Keyboard shortcuts

Press or to navigate between chapters

Press S or / to search in the book

Press ? to show this help

Press Esc to hide this help

Chapter 10: Streaming

In Chapter 6 you built OpenRouterProvider::chat(), which waits for the entire response before returning. That works, but the user stares at a blank screen until every token has been generated. Real coding agents print tokens as they arrive – that is streaming.

This chapter adds streaming support and a StreamingAgent – the streaming counterpart to SimpleAgent. You will:

  1. Define a StreamEvent enum that represents real-time deltas.
  2. Build a StreamAccumulator that collects deltas into a complete AssistantTurn.
  3. Write a parse_sse_line() function that converts raw Server-Sent Events into StreamEvents.
  4. Define a StreamProvider trait – the streaming counterpart to Provider.
  5. Implement StreamProvider for OpenRouterProvider.
  6. Build a MockStreamProvider for testing without HTTP.
  7. Build StreamingAgent<P: StreamProvider> – a full agent loop with real-time text streaming.

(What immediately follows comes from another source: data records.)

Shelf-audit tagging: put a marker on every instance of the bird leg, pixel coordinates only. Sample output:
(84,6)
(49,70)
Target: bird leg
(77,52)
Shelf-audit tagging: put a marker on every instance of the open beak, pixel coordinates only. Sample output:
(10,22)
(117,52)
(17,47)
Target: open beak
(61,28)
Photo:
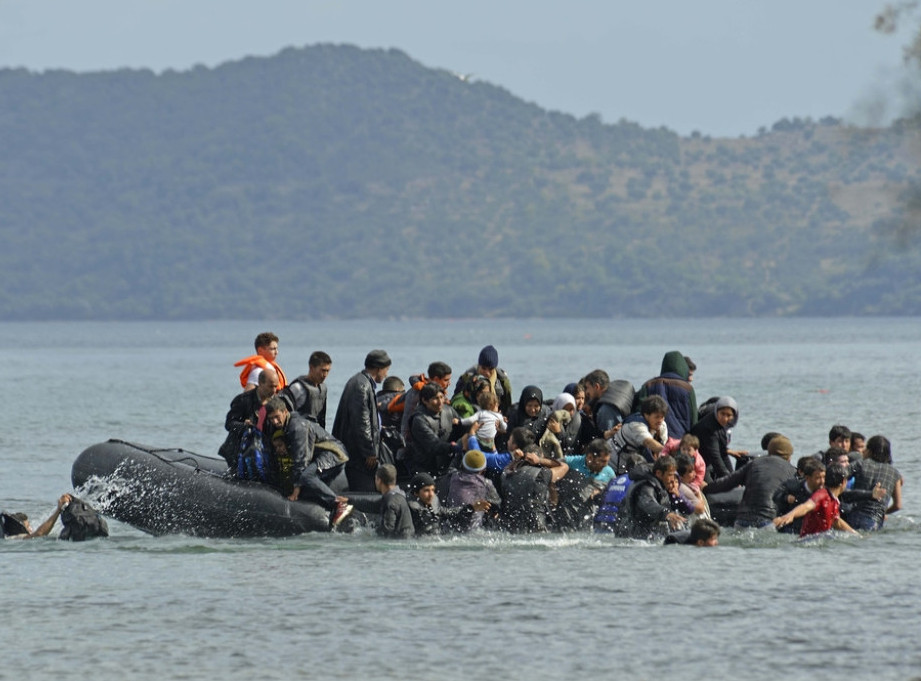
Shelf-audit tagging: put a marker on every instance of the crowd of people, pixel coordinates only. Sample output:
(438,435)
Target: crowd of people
(647,463)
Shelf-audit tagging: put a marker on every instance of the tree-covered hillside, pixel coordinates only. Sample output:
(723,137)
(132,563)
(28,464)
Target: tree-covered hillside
(335,182)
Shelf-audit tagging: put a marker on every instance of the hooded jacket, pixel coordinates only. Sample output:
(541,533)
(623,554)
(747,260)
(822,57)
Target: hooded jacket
(673,386)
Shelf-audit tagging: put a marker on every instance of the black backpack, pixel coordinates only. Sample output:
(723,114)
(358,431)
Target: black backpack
(82,522)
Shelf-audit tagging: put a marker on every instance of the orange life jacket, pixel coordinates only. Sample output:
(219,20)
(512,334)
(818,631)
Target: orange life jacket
(248,363)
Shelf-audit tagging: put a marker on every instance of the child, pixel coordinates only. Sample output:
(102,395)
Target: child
(489,418)
(823,510)
(396,520)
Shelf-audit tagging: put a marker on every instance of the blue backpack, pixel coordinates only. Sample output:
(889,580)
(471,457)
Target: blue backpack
(251,459)
(614,495)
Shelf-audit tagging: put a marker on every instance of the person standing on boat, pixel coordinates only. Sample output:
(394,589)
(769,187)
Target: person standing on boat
(488,367)
(673,386)
(311,469)
(245,410)
(266,354)
(358,424)
(307,394)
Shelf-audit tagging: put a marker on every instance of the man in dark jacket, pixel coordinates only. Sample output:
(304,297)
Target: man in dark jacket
(430,446)
(648,511)
(358,425)
(762,477)
(244,412)
(307,394)
(673,386)
(300,469)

None of this touches the Provider trait or SimpleAgent. Streaming is layered on top of the existing architecture.

Why streaming?

Without streaming, a long response (say 500 tokens) makes the CLI feel frozen. Streaming fixes three things:

  • Immediate feedback – the user sees the first word within milliseconds instead of waiting seconds for the full response.
  • Early cancellation – if the agent is heading in the wrong direction, the user can Ctrl-C without waiting for the full response.
  • Progress visibility – watching tokens arrive confirms the agent is working, not stuck.

How SSE works

The OpenAI-compatible API supports streaming via Server-Sent Events (SSE). You set "stream": true in the request, and instead of one big JSON response, the server sends a series of text lines:

data: {"choices":[{"delta":{"content":"Hello"},"finish_reason":null}]}

data: {"choices":[{"delta":{"content":" world"},"finish_reason":null}]}

data: {"choices":[{"delta":{},"finish_reason":"stop"}]}

data: [DONE]

Each line starts with data: followed by a JSON object (or the sentinel [DONE]). The key difference from the non-streaming response: instead of a message field with the complete text, each chunk has a delta field with just the new part. Your code reads these deltas one by one, prints them immediately, and accumulates them into the final result.

Here is the flow:

sequenceDiagram
    participant A as Agent
    participant L as LLM (SSE)
    participant U as User

    A->>L: POST /chat/completions (stream: true)
    L-->>A: data: {"delta":{"content":"Hello"}}
    A->>U: print "Hello"
    L-->>A: data: {"delta":{"content":" world"}}
    A->>U: print " world"
    L-->>A: data: [DONE]
    A->>U: (done)

Tool calls stream the same way, but with tool_calls deltas instead of content deltas. The tool call’s name and arguments arrive in pieces that you concatenate.

StreamEvent

Open mini-claw-code/src/streaming.rs. The StreamEvent enum is our domain type for streaming deltas:

#![allow(unused)]
fn main() {
#[derive(Debug, Clone, PartialEq)]
pub enum StreamEvent {
    /// A chunk of assistant text.
    TextDelta(String),
    /// A new tool call has started.
    ToolCallStart { index: usize, id: String, name: String },
    /// More argument JSON for a tool call in progress.
    ToolCallDelta { index: usize, arguments: String },
    /// The stream is complete.
    Done,
}
}

This is the interface between the SSE parser and the rest of the application. The parser produces StreamEvents; the UI consumes them for display; the accumulator collects them into an AssistantTurn.

StreamAccumulator

The accumulator is a simple state machine. It keeps a running text buffer and a list of partial tool calls. Each feed() call appends to the appropriate place:

#![allow(unused)]
fn main() {
pub struct StreamAccumulator {
    text: String,
    tool_calls: Vec<PartialToolCall>,
}

impl StreamAccumulator {
    pub fn new() -> Self { /* ... */ }
    pub fn feed(&mut self, event: &StreamEvent) { /* ... */ }
    pub fn finish(self) -> AssistantTurn { /* ... */ }
}
}

The implementation is straightforward:

  • TextDelta → append to self.text.
  • ToolCallStart → grow the tool_calls vec if needed, set the id and name at the given index.
  • ToolCallDelta → append to the arguments string at the given index.
  • Done → no-op (we handle completion in finish()).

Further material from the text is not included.